The most interesting element in much of Jurado’s early work was often his wandering vocal melodies—jumping between octaves, twisting the ends of phrases around and back into themselves and surprising listeners with uniquely poetic and surrealist lyricism. Although these elements remain in the post-Swift universe of Jurado material—or have even grown stronger, like Jurado’s newfound affinity for falsetto and its versatility as a texture or instrument as much as another vocal expression—Swift lends his multi-instrumentalist talents to expand Jurado’s songs into sprawling, epic soundscapes that channel the magnitude and grandeur of the The Lord of the Rings soundtrack and the marching, bleeding heart pride of the greatest hair metal anthems in the same effortless breath.
Standout track “Silver Timothy” was first previewed in the teaser video for Brothers And Sisters of The Eternal Son. But what those shots of Jurado and Swift air-drumming in-studio did not manage to mention was the nearly two-minute breakdown that spans the massive chasm at the center of the song. The hook is easily the catchiest melody Jurado has ever written, but its arrival at the tail end of the bridge makes the sonic experience all the more rewarding as a reprise from the churning build-up of quarter-note snare hits, grooving bass line and Jurado’s layered falsetto.
With the developing and expanding aesthetic, Swift’s introduction into Jurado’s songwriting process seems to have brought the Seattle native a greater self-confidence as a speaker.

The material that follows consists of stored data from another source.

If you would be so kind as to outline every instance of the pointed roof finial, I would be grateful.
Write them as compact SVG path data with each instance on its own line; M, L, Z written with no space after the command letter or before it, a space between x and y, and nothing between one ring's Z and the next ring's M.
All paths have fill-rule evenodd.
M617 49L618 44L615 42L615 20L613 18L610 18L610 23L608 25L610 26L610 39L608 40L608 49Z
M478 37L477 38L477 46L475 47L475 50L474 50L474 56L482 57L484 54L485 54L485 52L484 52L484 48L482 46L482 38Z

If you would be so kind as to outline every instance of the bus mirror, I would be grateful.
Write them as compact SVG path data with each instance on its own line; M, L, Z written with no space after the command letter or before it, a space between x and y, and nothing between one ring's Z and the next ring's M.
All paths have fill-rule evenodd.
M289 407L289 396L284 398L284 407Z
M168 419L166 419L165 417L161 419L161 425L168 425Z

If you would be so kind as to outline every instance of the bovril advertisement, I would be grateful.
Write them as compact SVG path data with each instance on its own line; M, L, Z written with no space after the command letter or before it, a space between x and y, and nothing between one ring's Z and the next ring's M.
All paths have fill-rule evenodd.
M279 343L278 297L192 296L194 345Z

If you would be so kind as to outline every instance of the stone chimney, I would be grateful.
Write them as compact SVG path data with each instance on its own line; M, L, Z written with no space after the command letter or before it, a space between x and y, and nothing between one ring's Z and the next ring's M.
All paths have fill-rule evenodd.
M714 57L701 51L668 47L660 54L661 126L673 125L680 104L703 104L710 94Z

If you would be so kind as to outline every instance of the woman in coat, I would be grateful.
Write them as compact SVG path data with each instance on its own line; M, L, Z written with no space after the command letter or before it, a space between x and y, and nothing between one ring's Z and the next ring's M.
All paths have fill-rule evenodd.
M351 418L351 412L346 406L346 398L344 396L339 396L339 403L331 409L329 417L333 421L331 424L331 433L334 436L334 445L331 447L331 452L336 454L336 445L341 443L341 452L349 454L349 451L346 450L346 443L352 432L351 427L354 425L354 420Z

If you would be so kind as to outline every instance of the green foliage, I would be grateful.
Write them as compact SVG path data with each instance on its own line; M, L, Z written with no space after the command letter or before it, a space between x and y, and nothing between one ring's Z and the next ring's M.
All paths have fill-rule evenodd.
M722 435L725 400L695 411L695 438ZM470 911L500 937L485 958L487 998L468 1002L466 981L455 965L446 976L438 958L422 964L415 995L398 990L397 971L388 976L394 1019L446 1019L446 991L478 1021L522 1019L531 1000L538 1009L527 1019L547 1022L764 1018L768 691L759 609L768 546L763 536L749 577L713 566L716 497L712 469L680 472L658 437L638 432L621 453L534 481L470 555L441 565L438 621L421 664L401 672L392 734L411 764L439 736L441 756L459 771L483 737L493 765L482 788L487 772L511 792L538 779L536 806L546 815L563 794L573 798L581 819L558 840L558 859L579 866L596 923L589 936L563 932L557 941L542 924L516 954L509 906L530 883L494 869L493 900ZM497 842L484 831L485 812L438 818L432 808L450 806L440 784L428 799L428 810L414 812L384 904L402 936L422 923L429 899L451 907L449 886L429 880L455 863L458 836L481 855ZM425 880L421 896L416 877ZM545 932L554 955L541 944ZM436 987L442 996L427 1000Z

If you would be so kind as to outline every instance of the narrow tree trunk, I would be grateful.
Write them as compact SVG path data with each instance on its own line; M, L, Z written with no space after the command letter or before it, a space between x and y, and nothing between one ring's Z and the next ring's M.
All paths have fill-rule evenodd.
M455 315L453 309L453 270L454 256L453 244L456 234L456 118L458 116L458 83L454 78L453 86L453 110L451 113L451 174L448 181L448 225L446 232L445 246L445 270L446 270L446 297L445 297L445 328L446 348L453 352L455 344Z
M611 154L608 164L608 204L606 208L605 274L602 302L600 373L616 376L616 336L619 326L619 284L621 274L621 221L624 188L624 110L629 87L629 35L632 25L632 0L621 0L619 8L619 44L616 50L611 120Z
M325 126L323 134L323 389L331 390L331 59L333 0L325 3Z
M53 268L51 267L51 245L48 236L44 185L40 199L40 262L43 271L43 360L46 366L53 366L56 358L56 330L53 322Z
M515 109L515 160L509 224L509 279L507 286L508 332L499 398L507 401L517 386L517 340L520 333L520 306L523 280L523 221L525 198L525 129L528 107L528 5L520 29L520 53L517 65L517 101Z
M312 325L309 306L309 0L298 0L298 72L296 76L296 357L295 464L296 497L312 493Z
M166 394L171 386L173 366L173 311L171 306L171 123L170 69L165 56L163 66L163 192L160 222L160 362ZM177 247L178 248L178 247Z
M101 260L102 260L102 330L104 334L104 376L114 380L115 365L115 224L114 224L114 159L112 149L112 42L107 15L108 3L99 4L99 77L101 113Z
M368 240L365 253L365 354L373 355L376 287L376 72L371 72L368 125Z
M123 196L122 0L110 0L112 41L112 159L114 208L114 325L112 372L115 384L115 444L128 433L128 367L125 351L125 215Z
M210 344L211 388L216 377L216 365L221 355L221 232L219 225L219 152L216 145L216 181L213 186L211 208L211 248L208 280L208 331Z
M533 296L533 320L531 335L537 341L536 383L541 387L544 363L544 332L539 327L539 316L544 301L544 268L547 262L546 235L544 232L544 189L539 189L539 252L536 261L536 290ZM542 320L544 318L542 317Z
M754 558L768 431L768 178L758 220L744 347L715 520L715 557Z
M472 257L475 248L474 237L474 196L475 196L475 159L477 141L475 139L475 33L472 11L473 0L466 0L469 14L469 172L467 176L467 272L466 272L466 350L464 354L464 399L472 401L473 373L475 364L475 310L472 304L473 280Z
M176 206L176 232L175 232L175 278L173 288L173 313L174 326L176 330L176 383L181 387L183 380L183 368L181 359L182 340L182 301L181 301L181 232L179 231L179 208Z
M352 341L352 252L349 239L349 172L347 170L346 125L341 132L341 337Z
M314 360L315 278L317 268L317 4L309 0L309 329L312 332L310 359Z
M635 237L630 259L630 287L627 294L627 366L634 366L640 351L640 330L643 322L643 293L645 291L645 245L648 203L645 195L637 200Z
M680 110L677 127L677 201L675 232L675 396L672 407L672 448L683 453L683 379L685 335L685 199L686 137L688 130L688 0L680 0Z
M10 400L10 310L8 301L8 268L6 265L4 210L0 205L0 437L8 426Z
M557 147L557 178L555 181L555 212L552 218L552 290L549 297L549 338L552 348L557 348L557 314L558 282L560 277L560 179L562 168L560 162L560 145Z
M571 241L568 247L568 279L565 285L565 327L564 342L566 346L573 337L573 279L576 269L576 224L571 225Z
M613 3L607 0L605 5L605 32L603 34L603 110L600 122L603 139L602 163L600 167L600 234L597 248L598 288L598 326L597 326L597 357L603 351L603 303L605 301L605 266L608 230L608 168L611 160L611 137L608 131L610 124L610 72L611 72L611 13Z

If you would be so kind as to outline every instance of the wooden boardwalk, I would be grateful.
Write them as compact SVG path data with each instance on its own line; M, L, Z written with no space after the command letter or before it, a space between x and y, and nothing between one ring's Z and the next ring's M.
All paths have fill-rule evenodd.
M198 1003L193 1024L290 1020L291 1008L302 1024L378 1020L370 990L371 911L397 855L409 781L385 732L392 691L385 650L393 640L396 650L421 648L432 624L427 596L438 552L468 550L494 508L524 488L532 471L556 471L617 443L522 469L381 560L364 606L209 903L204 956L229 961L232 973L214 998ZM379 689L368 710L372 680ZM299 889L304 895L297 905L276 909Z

Themes of heartbreak and failed relationships have transformed into Hemingway-like solitude and anonymity, or the desire to “just disappear,” as Jurado lays out in the opening to the album trailer.
It is perhaps ironic that Jurado’s interest is lately so focused on this concept of anonymity, considering the widened recognition his last few records have won him; or maybe it’s simply a sign that Jurado is just as bewildered but delighted as his fans by the high caliber of his newest material and the looming threat of obscurity which this material has only recently alleviated.